13/02/2005
Combinatoire et épuisement
Extrait de Deleuze, L’épuisé, postface à Beckett, Quad, Editions de Minuit :
« La combinatoire est l’art ou la science d’épuiser le possible, par disjonctions incluses. Mais seul l’épuisé peut épuiser le possible, parce qu’il a renoncé à tout besoin, préférence, but ou signification. Seul l’épuisé est assez désintéressé, assez scrupuleux. Il est bien forcé de remplacer les projets par des tables et des programmes dénués de sens.

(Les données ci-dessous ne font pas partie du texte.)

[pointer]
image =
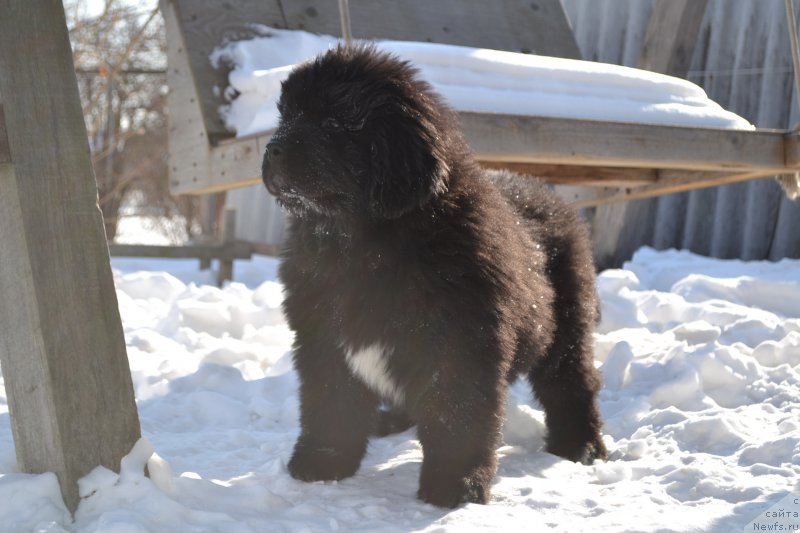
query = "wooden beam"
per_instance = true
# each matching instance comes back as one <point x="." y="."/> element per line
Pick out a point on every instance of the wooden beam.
<point x="61" y="342"/>
<point x="561" y="141"/>
<point x="561" y="150"/>
<point x="234" y="250"/>
<point x="670" y="182"/>
<point x="668" y="47"/>
<point x="583" y="175"/>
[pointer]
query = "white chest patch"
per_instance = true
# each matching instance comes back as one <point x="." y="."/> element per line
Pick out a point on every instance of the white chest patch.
<point x="370" y="365"/>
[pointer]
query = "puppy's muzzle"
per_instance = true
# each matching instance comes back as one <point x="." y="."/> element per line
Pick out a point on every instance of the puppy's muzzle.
<point x="273" y="160"/>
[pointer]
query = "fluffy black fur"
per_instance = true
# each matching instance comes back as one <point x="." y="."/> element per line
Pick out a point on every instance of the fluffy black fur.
<point x="413" y="278"/>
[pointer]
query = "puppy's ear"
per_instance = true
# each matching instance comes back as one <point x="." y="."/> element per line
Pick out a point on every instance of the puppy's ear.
<point x="408" y="166"/>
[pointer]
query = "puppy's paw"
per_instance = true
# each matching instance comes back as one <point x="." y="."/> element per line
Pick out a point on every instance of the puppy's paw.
<point x="584" y="453"/>
<point x="322" y="464"/>
<point x="454" y="493"/>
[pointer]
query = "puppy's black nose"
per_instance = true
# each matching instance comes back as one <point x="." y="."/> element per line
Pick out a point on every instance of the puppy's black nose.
<point x="274" y="150"/>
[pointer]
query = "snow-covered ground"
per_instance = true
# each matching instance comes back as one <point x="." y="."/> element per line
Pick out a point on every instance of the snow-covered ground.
<point x="472" y="79"/>
<point x="701" y="360"/>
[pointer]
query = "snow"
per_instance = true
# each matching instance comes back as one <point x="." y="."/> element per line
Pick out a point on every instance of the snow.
<point x="472" y="79"/>
<point x="701" y="360"/>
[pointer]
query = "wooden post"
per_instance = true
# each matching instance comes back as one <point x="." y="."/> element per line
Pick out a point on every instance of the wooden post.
<point x="668" y="47"/>
<point x="61" y="342"/>
<point x="228" y="238"/>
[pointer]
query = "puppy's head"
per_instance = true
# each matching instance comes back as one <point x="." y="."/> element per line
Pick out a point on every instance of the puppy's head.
<point x="359" y="135"/>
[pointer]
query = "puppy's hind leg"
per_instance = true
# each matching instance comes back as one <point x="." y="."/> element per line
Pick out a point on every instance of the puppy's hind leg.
<point x="459" y="429"/>
<point x="337" y="414"/>
<point x="567" y="384"/>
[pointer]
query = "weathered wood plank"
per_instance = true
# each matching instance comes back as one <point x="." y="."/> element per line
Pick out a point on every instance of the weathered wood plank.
<point x="667" y="47"/>
<point x="610" y="153"/>
<point x="5" y="156"/>
<point x="671" y="36"/>
<point x="188" y="141"/>
<point x="669" y="182"/>
<point x="61" y="341"/>
<point x="206" y="24"/>
<point x="539" y="26"/>
<point x="614" y="144"/>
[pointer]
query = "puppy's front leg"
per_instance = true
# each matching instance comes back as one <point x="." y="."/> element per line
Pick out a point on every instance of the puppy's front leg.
<point x="459" y="430"/>
<point x="336" y="415"/>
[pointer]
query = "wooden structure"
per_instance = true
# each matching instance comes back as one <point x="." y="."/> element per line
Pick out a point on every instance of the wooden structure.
<point x="743" y="60"/>
<point x="224" y="251"/>
<point x="593" y="162"/>
<point x="61" y="342"/>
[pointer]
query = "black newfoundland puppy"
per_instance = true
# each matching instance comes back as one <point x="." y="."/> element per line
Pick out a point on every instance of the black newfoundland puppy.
<point x="415" y="280"/>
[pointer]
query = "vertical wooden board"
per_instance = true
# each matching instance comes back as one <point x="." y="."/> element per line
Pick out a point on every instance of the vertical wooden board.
<point x="188" y="140"/>
<point x="5" y="157"/>
<point x="669" y="217"/>
<point x="207" y="24"/>
<point x="671" y="35"/>
<point x="66" y="342"/>
<point x="697" y="231"/>
<point x="761" y="206"/>
<point x="538" y="26"/>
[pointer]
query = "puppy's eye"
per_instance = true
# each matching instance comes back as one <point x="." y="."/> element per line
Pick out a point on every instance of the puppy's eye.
<point x="331" y="124"/>
<point x="356" y="126"/>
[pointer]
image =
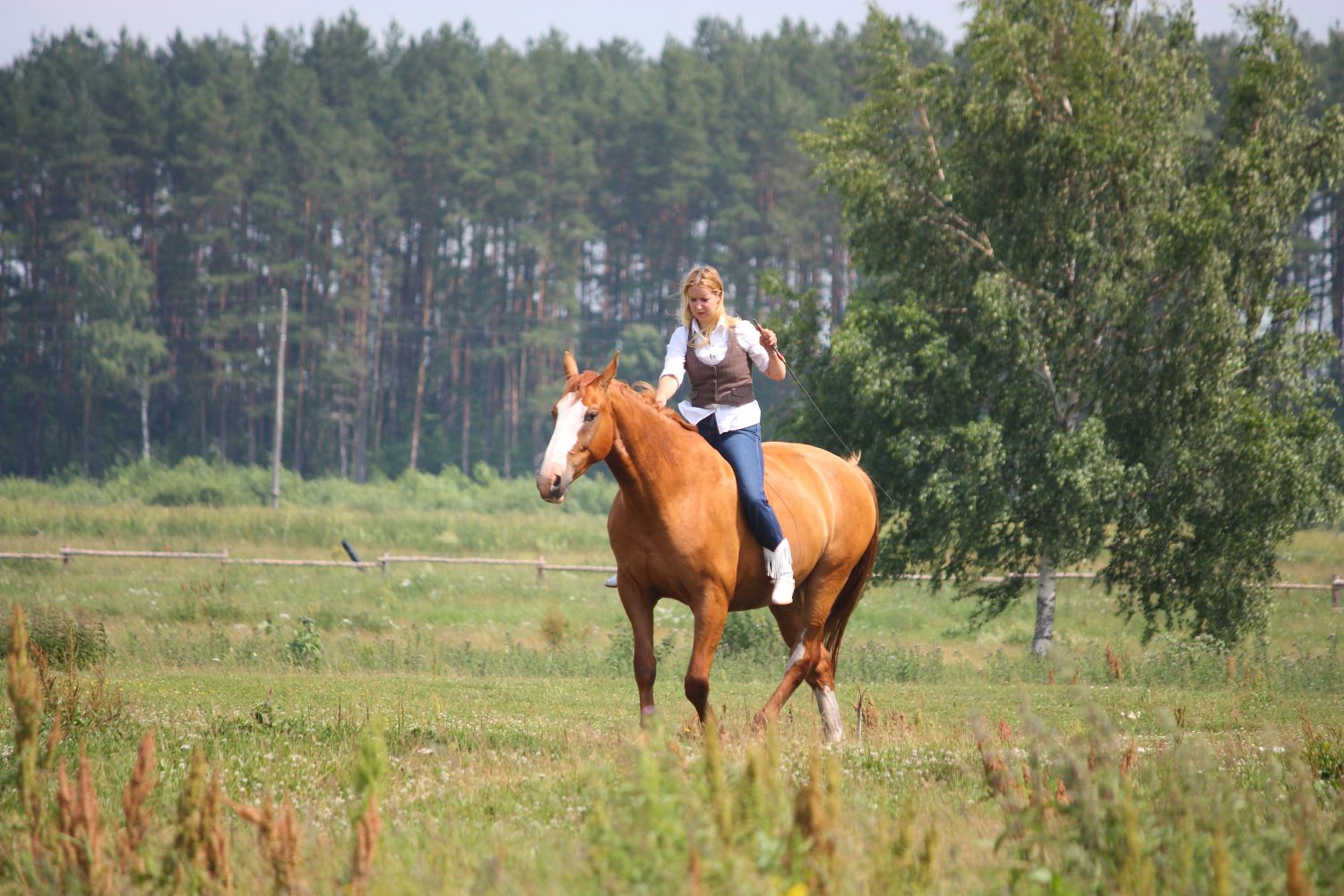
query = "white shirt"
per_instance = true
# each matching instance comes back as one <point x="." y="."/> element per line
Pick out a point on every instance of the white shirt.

Ce qui compte pour lui, c’est dans quel ordre faire ce qu’il doit, et suivant quelles combinaisons faire deux choses à la fois, quand il le faut encore, pour rien. Le grand apport de Beckett à la logique est de montrer que l’épuisement (exhaustivité) ne va pas sans un certain épuisement physiologique : un peu comme Nietzsche montrait que l’idéal scientifique ne va pas sans une sorte de dégénérescence vitale, par exemple chez l’Homme à la sangsue, le consciencieux de l’esprit qui voulait tout connaître du cerveau de la sangsue. La combinatoire épuise son objet, mais parce que son objet est lui-même épuisé. L’exhaustif et l’exhausté (exhausted). Faut-il être épuisé pour se livrer à la combinatoire, ou bien est-ce la combinatoire qui nous épuise, qui nous mène à l’épuisement, ou bien les deux ensemble, la combinatoire et l’épuisement ? Là encore, disjonctions incluses. Et c’est peut-être comme l’envers et l’endroit d’une même chose: un sens ou une science aiguë du possible, jointe ou plutôt disjointe à une fantastique décomposition du moi. Ce que Blanchot dit de Musil, à quel point c’est vrai de Beckett : la plus haute exactitude et la plus extrême dissolution ; l’échange indéfini de formulations mathématiques et la poursuite de l’infime ou de l’informulé. Ce sont les deux sens de l’épuisement, il faut les deux pour abolir le réel. Beaucoup d’auteurs sont trop polis, et se contentent de proclamer l’oeuvre intégrale et la mort du moi. Mais on reste dans l’abstrait tant qu’on ne montre pas "comment c’est", comment on fait un "inventaire", erreurs comprises, et comment le moi se décompose, puanteur et agonie comprises : ainsi Malone meurt. Une double innocence, car, comme dit l’épuisé(e), "l’art de combiner ou la combinatoire n’est pas ma faute, c’est une tuile du ciel. Pour le reste je dirais non coupable" (Assez in Beckett, Têtes mortes, p.36).»